API Gateway Traffic Distribution / Load Balancing Configuration Method
This guide explains how to optimize traffic distribution and load balancing strategies for Kong Gateway across clusters and nodes, ensuring both high availability and maximum throughput. It references the resource sizing, cluster configuration, in-memory performance tuning, and scaling dimensions covered in prior guidelines.
Concept Overview​
What is Traffic Distribution / Load Balancing in Kong Gateway?​
Traffic distribution refers to how inbound API requests are routed across a Kong Gateway cluster and its nodes to ensure balanced CPU, memory, and network utilization. Load balancing ensures no single node or worker becomes a bottleneck, enabling horizontal scalability and fault tolerance. The method includes configuring:
- Gateway scaling strategy (vertical/horizontal)
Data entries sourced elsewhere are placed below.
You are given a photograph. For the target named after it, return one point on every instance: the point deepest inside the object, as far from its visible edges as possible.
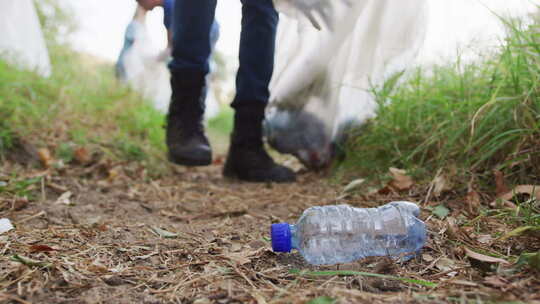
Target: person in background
(191, 48)
(129, 41)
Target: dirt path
(100, 244)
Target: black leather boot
(186, 141)
(247, 159)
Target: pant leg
(257, 46)
(192, 24)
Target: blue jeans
(192, 24)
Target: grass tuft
(476, 117)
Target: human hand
(164, 55)
(321, 8)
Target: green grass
(474, 117)
(80, 104)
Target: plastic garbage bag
(21, 38)
(323, 78)
(140, 66)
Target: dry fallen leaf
(484, 239)
(112, 175)
(40, 248)
(401, 181)
(445, 264)
(496, 281)
(82, 156)
(65, 199)
(532, 190)
(45, 157)
(473, 201)
(441, 184)
(484, 258)
(500, 183)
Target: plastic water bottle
(342, 234)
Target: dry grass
(192, 237)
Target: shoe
(247, 159)
(186, 142)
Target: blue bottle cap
(281, 237)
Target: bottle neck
(294, 237)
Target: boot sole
(190, 162)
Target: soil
(109, 233)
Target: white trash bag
(323, 78)
(140, 67)
(21, 38)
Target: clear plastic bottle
(342, 234)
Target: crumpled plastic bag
(21, 38)
(139, 67)
(323, 78)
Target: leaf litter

- Node-level resource sizing
- In-memory caching and plugin queue optimization
- Latency/throughput-sensitive setup
Configuration Methods​
Method 1: Sizing Based on Cluster Load​
The first step in achieving optimal traffic distribution is classifying your Gateway by workload type and expected traffic volume. Use the table below to define initial system boundaries:
Cluster Size | CPU | RAM | Cloud Instance Examples | Use Case |
---|---|---|---|---|
Development | 1-2 cores | 2-4 GB | AWS: t3.medium / GCP: n1-standard-1 / Azure: A1 | Dev/test, low-latency sensitivity |
Small | 1-2 cores | 2-4 GB | AWS: t3.medium / GCP: n1-standard-1 / Azure: A1 | Light production, greenfield traffic |
Medium | 2-4 cores | 4-8 GB | AWS: m5.large / GCP: n1-standard-4 / Azure: A1v4 | Critical workloads with latency needs |
Large | 8-16 cores | 16-32 GB | AWS: c5.xlarge / GCP: n1-highcpu-16 / Azure: F8s | Enterprise-grade, large-scale clusters |
Avoid using throttled instance types (e.g., AWS t2, t3) in production. CPU throttling severely degrades Kong performance under load.
Method 2: Memory Allocation & In-Memory Optimization​
Memory Cache Configuration:
- Set mem_cache_size as large as possible, while reserving memory for the OS and adjacent processes.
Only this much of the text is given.